David Toop guides readers on an excavation of sound documentation, cataloging sonic explorations throughout the 20th century: from a never-realized collaboration between Edgard Varèse & Charlie Parker to the new-German sounds of Kraftwerk. Recordings of Amazonian frog choirs are discussed with the same reverence as a Tokyo radio station where programming schedules reflect tidal patterns. This is a book about the transcendent nature of listening with patience & care, which we should all consider in this age of elaborate distraction.
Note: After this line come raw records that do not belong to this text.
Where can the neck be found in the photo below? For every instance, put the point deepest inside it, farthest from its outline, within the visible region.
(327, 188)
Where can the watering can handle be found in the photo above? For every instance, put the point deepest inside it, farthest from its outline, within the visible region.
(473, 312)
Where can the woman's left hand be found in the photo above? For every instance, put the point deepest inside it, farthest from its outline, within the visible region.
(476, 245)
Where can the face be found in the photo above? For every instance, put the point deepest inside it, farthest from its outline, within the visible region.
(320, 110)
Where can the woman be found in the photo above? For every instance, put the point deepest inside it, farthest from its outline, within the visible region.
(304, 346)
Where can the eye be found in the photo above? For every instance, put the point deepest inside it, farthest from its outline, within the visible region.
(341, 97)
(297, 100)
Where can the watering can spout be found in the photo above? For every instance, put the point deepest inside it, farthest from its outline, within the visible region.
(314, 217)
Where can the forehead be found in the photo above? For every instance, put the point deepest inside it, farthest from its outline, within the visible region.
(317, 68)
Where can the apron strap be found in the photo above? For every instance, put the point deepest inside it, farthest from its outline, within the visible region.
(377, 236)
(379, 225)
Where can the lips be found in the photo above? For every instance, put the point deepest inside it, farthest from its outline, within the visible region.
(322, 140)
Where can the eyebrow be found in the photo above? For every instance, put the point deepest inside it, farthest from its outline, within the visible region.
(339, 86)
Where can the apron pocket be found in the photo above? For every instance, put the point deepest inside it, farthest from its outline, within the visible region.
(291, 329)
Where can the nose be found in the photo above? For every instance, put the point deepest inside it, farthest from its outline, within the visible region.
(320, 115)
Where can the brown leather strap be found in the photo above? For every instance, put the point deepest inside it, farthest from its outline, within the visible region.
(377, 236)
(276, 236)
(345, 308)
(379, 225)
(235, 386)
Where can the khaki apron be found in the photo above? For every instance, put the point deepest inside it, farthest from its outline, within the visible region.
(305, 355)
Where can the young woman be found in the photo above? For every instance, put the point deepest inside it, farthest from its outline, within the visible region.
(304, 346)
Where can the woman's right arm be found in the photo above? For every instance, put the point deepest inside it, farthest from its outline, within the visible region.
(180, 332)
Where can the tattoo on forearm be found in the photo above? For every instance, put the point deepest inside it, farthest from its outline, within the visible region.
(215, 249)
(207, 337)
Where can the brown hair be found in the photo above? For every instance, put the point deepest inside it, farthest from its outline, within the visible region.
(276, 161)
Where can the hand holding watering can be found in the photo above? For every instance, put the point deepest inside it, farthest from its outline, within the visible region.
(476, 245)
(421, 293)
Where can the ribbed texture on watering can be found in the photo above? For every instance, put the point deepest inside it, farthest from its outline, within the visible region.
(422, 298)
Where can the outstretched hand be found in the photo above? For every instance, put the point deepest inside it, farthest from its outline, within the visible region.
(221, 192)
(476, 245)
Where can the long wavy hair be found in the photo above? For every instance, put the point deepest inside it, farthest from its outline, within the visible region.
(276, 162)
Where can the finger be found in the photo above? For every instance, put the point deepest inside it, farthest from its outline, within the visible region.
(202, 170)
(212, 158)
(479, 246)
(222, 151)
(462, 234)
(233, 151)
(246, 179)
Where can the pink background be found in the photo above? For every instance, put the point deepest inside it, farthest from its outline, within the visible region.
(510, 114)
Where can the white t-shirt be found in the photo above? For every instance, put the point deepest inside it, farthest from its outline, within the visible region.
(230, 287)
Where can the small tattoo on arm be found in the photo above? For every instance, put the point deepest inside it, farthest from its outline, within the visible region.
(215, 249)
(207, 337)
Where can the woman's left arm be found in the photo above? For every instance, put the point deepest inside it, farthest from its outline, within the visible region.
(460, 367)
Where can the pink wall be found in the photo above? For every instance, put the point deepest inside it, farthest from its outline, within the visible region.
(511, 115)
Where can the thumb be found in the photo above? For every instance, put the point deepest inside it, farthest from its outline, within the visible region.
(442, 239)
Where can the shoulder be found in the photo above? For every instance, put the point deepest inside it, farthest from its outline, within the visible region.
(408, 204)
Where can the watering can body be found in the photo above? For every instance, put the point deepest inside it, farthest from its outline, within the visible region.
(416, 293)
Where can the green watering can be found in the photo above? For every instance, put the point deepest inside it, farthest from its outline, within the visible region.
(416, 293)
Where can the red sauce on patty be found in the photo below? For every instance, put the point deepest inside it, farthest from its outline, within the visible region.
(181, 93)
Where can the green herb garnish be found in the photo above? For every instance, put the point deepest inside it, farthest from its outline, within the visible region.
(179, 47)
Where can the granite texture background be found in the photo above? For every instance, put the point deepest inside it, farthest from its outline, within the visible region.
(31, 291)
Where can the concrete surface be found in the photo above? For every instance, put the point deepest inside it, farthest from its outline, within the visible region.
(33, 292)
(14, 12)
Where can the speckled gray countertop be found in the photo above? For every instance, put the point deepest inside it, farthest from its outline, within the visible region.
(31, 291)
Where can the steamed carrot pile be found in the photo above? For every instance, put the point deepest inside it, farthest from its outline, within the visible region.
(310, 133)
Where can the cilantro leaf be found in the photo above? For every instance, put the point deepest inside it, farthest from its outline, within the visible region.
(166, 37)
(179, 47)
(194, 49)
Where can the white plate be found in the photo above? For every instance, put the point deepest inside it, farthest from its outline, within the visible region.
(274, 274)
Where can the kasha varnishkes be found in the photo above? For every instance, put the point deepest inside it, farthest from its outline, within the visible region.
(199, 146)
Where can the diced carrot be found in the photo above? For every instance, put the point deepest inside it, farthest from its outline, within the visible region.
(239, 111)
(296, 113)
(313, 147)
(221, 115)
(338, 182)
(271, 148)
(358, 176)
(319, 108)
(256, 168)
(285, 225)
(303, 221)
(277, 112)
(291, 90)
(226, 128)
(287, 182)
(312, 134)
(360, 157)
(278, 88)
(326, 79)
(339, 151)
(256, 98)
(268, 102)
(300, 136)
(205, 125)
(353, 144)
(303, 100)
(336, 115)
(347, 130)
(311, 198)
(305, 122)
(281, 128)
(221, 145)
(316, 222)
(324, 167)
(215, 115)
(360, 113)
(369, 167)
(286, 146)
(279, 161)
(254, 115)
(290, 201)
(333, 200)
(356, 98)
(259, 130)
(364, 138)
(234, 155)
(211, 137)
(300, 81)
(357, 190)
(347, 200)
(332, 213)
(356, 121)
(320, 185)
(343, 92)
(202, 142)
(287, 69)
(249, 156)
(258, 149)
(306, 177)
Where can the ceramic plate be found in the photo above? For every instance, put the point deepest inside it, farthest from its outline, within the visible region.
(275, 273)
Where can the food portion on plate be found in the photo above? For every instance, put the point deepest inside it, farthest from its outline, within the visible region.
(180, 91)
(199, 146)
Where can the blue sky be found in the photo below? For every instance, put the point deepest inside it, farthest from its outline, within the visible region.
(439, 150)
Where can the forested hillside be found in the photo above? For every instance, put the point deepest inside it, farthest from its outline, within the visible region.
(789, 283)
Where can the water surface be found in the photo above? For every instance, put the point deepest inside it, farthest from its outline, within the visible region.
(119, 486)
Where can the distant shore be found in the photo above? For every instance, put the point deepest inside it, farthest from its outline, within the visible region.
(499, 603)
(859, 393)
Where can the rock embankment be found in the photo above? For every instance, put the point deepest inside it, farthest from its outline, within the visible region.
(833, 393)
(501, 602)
Picked by David in Fort Greene
David Toop's extraordinary work of sonic history travels from the rainforests of Amazonas to the megalopolis of Tokyo via the work of artists as diverse as Brian Eno, Sun Ra, Erik Satie, Kate Bush, Kraftwerk and Brian Wilson. Beginning in 1889 at the Paris exposition when Debussy first heard Javanese music performed, Ocean of Sound channels the competing instincts of 20th century music into an exhilarating, path-breaking account of ambient sound.
About the Author
David Toop is an English musician, author and professor of audio culture and improvisation at the London College of Communication. He was a member of the Flying Lizards and a contributor to the British magazine The Face. He is a regular contributor to The Wire, has recorded Yanomami shamanism in Amazonas, appeared on Top of the Pops, exhibited sound installations in Tokyo, Beijing and London's National Gallery, and performed with artists ranging from John Zorn, Evan Parker, Bob Cobbing and Ivor Cutler to Akio Suzuki, Elaine Mitchener, Lore Lixenberg and Max Eastley. He has published five books, including Ocean of Sound, and released eight solo albums.